In regard to genetic associations, the cluster associations showed divergent behavior in response to adjustment for GOLD 2007 stage and GOLD A–D classes. The genetic associations with cluster 4 were attenuated, whereas the strong association observed between cluster 2 (upper zone emphysema) and rs1980057 near HHIP was unaffected, suggesting that this association is due to properties of this cluster that are distinct from disease severity as assessed by severity of airflow obstruction.
Discussion
Using a large sample of smokers with a wide range of airflow obstruction and well-characterized with respect to COPD features, cluster analysis identified solutions demonstrating strong association with clinically relevant COPD-related measures and high repeatability in cross-validation. A filtered subset of input features yielded a four cluster result that is informative beyond the traditional COPD case-control distinction. These clusters can be described as: 1) relatively smoking resistant individuals, 2) individuals with mild upper zone predominant emphysema and airflow obstruction, 3) individuals with airway predominant disease, and 4) individuals with severe obstruction and emphysema. In addition to being relevant clinically, some of these clusters are strongly associated with known COPD-associated variants. These clusters and associations were validated in a second data sample from the same study population.
This analysis presents novel findings about smoking-related pulmonary subtypes. We describe a mild upper zone emphysema predominant cluster that has not been extensively described in previous studies, and we demonstrate that membership in this cluster is associated with a genetic variant in the HHIP gene. This cluster was identified in our study population for at least three reasons: first, our study population included CT scans from a range of smokers, including those with mild or no obstruction; second, we included emphysema distribution as an input feature for clustering; and third, our sample size is substantially larger than previously reported COPD cluster analysis studies. Our work also adds to the field by explicitly addressing the reproducibility of cluster analyses and by using intrinsic (i.e. cluster stability) and extrinsic (i.e. clinical and genetic associations) criteria for assessing multiple potential clustering solutions.
These results confirm some of the findings from previous subtyping efforts in COPD. First, most studies have identified a severely affected group, though the severity of emphysema and airway wall thickness in this group has been variable.12;21–23 Second, these findings affirm the concept of emphysema-predominant and airway-predominant COPD while providing additional insight regarding the role of emphysema distribution in COPD heterogeneity.2;5;13;21;22;24;25 The identification of emphysema and airway predominant groups, however, has not been universal.
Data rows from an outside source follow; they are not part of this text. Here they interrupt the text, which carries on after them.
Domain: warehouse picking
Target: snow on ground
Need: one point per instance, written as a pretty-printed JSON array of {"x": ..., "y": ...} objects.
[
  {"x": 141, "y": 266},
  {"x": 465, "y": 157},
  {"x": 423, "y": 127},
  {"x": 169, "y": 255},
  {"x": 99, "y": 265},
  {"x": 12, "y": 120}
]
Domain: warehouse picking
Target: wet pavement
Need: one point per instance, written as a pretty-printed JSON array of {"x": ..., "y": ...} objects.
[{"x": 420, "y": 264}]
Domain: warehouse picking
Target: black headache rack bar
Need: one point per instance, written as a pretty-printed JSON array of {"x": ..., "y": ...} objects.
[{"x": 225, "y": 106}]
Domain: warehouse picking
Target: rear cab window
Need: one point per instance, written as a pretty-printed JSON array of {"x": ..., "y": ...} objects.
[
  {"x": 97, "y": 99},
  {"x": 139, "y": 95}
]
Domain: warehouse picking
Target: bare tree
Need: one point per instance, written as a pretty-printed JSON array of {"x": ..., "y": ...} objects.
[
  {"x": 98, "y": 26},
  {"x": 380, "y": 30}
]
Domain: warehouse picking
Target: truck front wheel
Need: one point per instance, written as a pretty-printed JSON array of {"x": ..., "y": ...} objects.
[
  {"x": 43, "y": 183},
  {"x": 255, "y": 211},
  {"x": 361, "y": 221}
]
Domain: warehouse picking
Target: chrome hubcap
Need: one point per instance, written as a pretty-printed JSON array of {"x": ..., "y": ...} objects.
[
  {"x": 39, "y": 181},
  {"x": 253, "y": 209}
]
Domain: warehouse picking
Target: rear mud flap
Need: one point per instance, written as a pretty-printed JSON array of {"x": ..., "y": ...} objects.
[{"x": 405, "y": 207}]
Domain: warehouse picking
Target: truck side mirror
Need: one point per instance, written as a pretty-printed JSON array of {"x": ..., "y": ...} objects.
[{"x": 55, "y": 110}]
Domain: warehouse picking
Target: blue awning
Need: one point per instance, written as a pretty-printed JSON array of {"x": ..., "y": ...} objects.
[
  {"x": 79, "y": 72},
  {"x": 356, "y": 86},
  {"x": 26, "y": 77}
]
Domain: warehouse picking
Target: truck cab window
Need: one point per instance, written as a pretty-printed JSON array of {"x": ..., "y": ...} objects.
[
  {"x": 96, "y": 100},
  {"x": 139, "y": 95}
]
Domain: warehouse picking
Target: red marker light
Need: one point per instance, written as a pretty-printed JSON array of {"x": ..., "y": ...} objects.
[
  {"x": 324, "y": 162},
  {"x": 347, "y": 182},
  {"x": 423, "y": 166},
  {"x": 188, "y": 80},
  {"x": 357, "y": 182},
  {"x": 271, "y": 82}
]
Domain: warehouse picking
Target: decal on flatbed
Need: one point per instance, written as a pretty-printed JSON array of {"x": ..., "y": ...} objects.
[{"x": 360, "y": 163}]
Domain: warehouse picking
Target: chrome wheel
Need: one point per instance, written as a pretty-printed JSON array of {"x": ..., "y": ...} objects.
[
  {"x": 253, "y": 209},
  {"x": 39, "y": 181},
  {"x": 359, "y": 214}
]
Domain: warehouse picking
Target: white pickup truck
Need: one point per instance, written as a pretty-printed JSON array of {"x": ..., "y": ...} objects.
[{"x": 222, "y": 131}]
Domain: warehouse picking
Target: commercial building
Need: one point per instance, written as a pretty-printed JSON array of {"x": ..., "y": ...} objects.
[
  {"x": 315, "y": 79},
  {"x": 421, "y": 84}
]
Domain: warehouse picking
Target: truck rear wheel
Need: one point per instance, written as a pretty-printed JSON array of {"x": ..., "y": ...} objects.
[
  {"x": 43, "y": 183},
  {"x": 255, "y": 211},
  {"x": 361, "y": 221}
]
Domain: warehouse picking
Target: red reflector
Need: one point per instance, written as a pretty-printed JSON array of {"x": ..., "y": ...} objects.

Garcia-Aymerich et al did not identify an airway predominant group, and instead identified a group with elevated BMI and increased comorbidities but with less prominent airway wall thickness on CT scan.12 In our study, the high average BMI and overrepresentation of women in the airway predominant group is of clinical and epidemiologic interest, and the female airway predominance recapitulates observations by Martinez et al in NETT.26
We examined the association of clusters with known COPD GWAS SNPs. While the directionality of associations varied between clusters for some SNPs, the analyzed SNPs did show a consistent direction of effect compared with the previous COPD susceptibility association literature in the comparison of the relatively smoking resistant cluster to the severe obstruction/emphysema cluster. The weak associations in our airway-predominant group are consistent with the findings in the ECLIPSE cohort, where no associations were identified with Pi10.27 In contrast, consistent associations with the HHIP and 15q loci were found for both the severe and mild upper lobe predominant emphysema group. This association in the latter group is particularly notable since the airway predominant group, with similar average lung function to the upper lobe predominant group, shows no strong genetic associations. These results are congruent with ECLIPSE where the associations of these loci with radiologist-scored emphysema were stronger than that for FAM13A.27 Together, these findings suggest that genetic associations in COPD may be subtype dependent.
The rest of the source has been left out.